According to the European police agency Europol, more than 10,000 children who entered Europe during the last two years have disappeared, vanishing through the gaping cracks in Europe's chaotic system for dealing with refugees and migrants.

The fear is that many of the missing children have been trafficked into the sex trade by the same organized criminal groups that are profiting handsomely by ferrying refugees into and across Europe.

In addition, many children are believed to have fled detention centers, where they do not feel safe and are too often kept in the dark about their rights. Some are teenage boys, many from Syria and Afghanistan, who have been sent ahead by families hoping to join them later.

Once on the streets, they are easy prey for drug dealers, pimps or petty-theft rings. Younger children and adolescent girls are also at great risk of sexual and other abuse.

Some children may have become separated from their families along the routes refugees take through Europe after landing in Greece or Italy. Others arrive in Europe as unaccompanied minors — 26,000 last year — according to the humanitarian group Save the Children.

And more are arriving every day. The United Nations says that more than a third of refugees crossing the Mediterranean by boat to reach Europe are now children. Last year, more than 70 percent of refugees who arrived in Europe were men.

"The implications of this surge in the proportion of children and women on the move are enormous — it means more are at risk at sea, especially now in the winter, and more need protection on land," warned Marie-Pierre Poirier, UNICEF's special coordinator for the refugee and migrant crisis in Europe.

Britain's Department of International Development is setting up a $14 million fund to support refugee and migrant children on the continent.
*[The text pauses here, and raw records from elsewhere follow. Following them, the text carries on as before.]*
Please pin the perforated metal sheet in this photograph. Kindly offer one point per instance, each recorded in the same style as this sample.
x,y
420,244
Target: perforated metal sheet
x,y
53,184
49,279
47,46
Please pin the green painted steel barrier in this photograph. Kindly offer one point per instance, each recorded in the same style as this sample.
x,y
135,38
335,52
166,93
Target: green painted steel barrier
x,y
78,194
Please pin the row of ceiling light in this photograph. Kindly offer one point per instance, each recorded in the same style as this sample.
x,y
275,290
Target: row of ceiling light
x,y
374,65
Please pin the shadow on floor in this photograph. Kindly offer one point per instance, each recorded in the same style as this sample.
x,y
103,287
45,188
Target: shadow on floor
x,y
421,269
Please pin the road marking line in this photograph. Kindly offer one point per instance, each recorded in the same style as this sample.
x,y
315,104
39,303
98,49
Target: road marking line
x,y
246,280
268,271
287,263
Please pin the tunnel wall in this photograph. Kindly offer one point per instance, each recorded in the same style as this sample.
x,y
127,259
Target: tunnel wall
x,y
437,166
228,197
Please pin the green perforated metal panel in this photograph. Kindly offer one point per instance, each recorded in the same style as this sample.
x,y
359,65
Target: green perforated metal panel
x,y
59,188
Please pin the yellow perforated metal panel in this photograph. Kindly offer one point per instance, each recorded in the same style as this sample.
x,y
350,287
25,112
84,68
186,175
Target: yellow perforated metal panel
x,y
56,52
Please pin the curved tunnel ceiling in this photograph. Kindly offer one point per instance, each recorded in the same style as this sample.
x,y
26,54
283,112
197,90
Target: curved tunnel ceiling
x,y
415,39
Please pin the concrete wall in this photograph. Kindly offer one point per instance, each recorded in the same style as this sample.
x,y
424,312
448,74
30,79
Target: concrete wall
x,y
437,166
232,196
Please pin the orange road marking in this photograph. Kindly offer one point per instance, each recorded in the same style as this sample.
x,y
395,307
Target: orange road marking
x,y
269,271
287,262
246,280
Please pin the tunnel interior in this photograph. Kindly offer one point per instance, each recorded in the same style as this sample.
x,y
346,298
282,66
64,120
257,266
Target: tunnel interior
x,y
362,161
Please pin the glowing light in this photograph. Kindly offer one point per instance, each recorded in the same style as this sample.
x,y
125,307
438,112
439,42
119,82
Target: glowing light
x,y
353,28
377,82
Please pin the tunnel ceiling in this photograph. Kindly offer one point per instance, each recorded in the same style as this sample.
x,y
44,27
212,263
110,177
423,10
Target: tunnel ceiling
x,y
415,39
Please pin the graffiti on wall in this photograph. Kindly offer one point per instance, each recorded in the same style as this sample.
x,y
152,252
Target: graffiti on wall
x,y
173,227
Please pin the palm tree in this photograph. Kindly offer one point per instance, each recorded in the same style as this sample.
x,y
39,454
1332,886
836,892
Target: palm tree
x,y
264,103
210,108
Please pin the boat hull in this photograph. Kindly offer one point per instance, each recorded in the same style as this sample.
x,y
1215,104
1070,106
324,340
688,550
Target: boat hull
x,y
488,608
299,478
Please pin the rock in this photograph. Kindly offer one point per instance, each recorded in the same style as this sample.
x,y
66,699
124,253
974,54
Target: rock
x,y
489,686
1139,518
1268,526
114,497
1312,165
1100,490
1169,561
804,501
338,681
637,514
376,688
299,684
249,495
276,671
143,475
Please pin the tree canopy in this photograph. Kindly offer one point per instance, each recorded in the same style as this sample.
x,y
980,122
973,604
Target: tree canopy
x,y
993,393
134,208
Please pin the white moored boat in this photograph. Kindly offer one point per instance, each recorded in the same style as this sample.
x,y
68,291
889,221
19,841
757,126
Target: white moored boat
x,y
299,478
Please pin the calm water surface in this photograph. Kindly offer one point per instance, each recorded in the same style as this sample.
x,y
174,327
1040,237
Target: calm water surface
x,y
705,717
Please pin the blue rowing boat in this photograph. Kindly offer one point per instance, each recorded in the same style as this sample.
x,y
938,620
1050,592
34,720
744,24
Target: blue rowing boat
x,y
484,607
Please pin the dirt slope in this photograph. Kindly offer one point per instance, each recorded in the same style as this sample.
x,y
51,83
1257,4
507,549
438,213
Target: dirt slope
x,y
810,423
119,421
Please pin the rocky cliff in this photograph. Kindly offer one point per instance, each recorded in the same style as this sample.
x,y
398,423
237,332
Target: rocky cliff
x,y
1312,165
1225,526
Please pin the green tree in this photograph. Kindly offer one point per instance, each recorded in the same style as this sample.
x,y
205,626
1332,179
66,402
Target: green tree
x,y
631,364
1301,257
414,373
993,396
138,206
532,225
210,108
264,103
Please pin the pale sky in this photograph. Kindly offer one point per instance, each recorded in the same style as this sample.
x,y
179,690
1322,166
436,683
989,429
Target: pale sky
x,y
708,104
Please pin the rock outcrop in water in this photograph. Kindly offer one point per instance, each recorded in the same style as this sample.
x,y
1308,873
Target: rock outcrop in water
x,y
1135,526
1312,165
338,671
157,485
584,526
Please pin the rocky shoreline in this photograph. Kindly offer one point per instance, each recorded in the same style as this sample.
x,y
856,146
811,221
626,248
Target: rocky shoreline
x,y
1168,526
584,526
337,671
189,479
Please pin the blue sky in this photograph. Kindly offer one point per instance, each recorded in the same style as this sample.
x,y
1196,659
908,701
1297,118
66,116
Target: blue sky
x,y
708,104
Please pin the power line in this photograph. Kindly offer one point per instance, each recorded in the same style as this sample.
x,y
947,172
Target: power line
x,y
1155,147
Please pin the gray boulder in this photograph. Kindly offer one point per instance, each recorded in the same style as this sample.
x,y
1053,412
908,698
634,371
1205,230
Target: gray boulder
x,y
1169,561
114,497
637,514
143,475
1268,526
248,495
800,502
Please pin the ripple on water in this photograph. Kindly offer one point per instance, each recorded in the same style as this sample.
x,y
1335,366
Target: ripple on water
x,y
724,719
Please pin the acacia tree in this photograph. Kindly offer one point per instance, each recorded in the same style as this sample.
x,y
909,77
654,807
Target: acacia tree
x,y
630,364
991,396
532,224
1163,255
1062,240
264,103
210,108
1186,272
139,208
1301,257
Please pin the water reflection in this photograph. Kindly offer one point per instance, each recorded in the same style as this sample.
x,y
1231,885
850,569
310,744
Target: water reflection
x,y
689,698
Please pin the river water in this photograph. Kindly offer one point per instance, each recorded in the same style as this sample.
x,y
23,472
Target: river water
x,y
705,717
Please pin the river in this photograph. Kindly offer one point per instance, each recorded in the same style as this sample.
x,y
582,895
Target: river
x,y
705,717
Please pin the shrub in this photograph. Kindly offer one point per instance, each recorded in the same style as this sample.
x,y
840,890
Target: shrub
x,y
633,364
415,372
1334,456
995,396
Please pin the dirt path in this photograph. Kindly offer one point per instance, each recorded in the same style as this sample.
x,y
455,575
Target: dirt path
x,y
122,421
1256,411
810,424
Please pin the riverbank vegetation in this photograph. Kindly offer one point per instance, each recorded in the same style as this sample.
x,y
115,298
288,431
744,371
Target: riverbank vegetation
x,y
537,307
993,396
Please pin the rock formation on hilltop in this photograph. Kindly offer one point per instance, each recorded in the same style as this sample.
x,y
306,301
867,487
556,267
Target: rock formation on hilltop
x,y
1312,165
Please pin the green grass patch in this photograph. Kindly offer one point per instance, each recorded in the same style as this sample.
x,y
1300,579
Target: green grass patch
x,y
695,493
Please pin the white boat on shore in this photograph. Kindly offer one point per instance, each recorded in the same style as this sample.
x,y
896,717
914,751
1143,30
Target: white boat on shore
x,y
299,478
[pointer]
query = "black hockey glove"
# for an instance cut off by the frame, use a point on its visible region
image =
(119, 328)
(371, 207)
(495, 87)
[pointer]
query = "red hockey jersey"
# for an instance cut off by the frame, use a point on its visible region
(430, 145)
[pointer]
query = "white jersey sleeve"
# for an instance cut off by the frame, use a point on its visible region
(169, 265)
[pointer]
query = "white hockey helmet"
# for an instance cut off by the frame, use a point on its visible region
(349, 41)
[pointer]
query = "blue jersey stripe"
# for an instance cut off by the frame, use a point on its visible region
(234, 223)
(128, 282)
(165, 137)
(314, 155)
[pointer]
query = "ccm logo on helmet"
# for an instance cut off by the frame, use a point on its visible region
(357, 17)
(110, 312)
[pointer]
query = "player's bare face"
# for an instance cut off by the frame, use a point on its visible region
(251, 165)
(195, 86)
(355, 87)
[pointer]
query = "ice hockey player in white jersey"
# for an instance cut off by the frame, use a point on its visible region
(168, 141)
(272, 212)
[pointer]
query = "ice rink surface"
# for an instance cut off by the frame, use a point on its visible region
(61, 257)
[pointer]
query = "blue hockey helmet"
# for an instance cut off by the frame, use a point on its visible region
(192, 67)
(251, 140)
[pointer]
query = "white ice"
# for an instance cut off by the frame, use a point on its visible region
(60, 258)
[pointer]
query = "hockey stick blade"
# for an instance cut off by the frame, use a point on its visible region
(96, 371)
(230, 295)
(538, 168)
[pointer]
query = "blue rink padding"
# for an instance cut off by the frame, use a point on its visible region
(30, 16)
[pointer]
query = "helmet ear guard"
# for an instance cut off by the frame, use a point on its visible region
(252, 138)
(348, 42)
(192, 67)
That is helpful, but Britain, which has so far balked at taking any refugees already in Europe, should also take in a fair share of unaccompanied children — as should all other European countries.

The European Union also needs to increase funding to improve services for these children. The trafficking networks must be broken, and any perpetrators of crimes against children must be apprehended and punished.

All European countries have signed the United Nations Convention on the Rights of the Child and have a duty to provide for the safety and well-being of children on European soil. That Europe has failed to protect these most vulnerable among the desperate people arriving on the continent is unconscionable.